The BAR also approved other minor changes to FTL’s design. These include different lights and railings that will fit with the new transit center and plaza that Philadelphia architecture firm WRT has designed for the Mall’s east end.
Also drawing thumbs-up from the Board were FTL’s amphitheater plantings, including cedar, ginko, maple and magnolia trees, although Lenart said he would comply with Board member John Knight’s request that FTL replace the purple wintercreeper ground cover with something “softer.”
“In our experience it tends to end up looking pretty coarse and ratty,” Knight said.—John Borgmeyer
As Told To
Conversations with Old-School Business Owners
Kim Miller: When this store was built in 1942, it was called the Stop & Shop, and it was a high-class grocery store. A real gourmet store, with high-class food items.
I started working in the Mall store, part-time, when I was still in high school. For a while I worked someplace else, and also was a stay-at-home mom for a while. But after eight years, I was back.
Billy Clements: I was a junior in high school when I began working here, part-time. I’ve been here pretty much all of my life. Twenty-one years.
Miller: Our customers are loyal. Some of them who shop here used to shop at the Mall store. Why are they loyal? Because we have the best meat department in town! That, and the service. It’s a personal service we have here, not like what you get at the chain supermarkets, where no one knows you. We know our customers.
Clements: Yes, we do have a mixed clientele here, and we have things here that you can’t find anywhere else, even in the big chains.
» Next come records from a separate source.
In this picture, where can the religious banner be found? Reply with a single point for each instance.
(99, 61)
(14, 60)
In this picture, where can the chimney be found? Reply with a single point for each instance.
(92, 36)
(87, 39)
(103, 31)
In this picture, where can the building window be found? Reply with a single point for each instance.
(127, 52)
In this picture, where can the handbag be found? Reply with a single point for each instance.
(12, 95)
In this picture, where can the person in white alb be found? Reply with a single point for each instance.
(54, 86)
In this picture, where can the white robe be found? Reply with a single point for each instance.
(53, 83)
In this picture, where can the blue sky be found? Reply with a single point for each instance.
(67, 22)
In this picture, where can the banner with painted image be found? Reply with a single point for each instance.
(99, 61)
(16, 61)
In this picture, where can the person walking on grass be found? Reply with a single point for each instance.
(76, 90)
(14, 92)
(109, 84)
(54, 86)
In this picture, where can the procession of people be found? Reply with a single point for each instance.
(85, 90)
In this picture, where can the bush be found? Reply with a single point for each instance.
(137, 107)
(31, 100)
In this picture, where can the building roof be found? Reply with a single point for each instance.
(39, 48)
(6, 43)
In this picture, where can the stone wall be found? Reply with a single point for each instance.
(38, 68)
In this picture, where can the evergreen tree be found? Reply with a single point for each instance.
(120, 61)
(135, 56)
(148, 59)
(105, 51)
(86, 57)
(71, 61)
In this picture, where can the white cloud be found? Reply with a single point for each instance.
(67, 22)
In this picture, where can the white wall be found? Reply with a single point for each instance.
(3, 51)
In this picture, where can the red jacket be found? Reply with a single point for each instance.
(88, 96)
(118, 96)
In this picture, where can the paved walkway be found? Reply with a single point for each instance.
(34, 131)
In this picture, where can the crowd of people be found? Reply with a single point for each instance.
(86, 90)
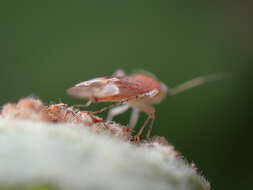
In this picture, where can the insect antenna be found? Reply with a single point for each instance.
(195, 82)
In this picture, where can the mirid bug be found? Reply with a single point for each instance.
(138, 91)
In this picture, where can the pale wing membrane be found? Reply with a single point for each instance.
(194, 82)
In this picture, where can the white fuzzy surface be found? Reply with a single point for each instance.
(72, 157)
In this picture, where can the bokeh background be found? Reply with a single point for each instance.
(48, 46)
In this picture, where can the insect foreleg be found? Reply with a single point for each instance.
(133, 118)
(83, 105)
(116, 111)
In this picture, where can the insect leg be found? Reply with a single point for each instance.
(150, 111)
(150, 126)
(116, 111)
(83, 105)
(134, 118)
(108, 107)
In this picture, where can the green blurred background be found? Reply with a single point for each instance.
(48, 46)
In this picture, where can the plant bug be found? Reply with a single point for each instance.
(138, 91)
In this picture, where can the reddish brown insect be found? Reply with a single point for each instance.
(139, 91)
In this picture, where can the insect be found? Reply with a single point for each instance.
(138, 91)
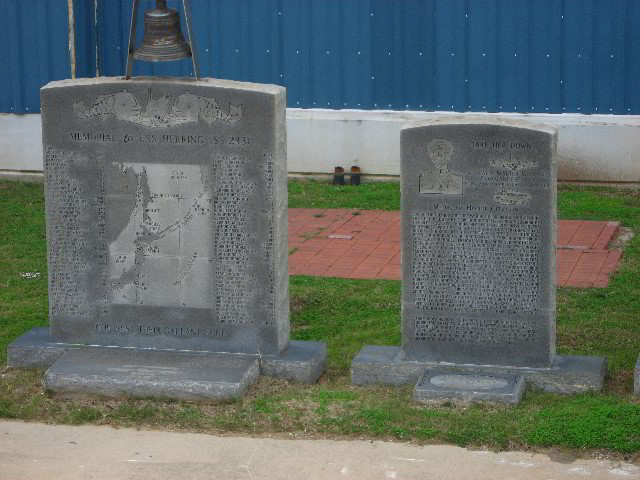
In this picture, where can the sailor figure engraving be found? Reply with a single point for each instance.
(441, 180)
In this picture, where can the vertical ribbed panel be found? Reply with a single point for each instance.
(549, 56)
(35, 50)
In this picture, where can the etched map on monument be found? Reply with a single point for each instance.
(163, 255)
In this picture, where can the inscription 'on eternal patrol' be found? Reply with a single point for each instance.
(478, 244)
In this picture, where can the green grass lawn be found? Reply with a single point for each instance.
(348, 314)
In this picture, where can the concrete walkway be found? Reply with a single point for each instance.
(35, 451)
(366, 244)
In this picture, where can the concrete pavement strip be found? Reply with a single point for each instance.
(37, 451)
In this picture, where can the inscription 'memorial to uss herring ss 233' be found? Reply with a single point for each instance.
(167, 218)
(478, 244)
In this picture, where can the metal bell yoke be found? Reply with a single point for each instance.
(163, 40)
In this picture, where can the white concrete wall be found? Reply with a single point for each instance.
(597, 148)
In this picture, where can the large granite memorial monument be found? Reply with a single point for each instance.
(166, 203)
(478, 252)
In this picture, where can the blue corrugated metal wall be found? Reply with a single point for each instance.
(34, 49)
(553, 56)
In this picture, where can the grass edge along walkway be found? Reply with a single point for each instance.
(348, 314)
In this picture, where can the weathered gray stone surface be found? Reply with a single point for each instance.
(34, 349)
(115, 372)
(302, 362)
(478, 226)
(478, 246)
(391, 366)
(166, 208)
(636, 378)
(436, 386)
(166, 203)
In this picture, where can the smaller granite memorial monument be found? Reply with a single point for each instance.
(166, 204)
(478, 252)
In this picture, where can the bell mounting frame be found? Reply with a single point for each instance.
(191, 40)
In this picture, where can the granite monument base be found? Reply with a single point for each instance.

Miller: For example, Octagon Soap. We still carry Octagon Soap. And things like spoon bread mix. People come in here for things they can’t find anyplace else. And our prices, our overall prices; we try to be competitive with the large supermarkets. But back to meat—we do have the best meatin town!
That’s our biggest seller, meat. And a lot of people call us, “The hardware store of grocery stores,” because we have and sell everything.
Clements: The best thing about working here is the interaction with people.
Miller: Even when I am busy with paper work, it’s the people I enjoy the most. Neither of us would rather be doing anything else. I grew up in the grocery business. And I love the personal touch with meat. Whenever someone in that department is out, I fill in. Billy doesn’t have anything to do with the meat. That’s mine.
Clements: No, I don’t go near the meat department because that’s all Kim’s.
Miller: We work long hours. The store is open from Monday to Saturday from 8 in the morning to 9 at night, and on Sunday, from 10 to 6. I work eight to 10 hours a day. Sometimes 12 to 15, if we are shorthanded. Billy works every other weekend, andI work occasionally on Sunday, when I need to.
Clements: I don’t think we get any vegetarians shopping here! But we both try to please every customer. We talk about our families with our customers, and they talk about their families with us. Some people come in once, twice—even three times—a day, just for the friendship and for the conversations they have here.
We have a man who comes in every night. He lives alone, and he comes in just for the companionship he finds here. Lots of times, he doesn’t even buy anything. He just comes in every night to talk.
Miller: And, yes, we sometimes help people out. I don’t know whether I should say we do or don’t, but what I can say is that our loyal, longtime customers know that if they ever run a little short of money, we will try not to let them go hungry.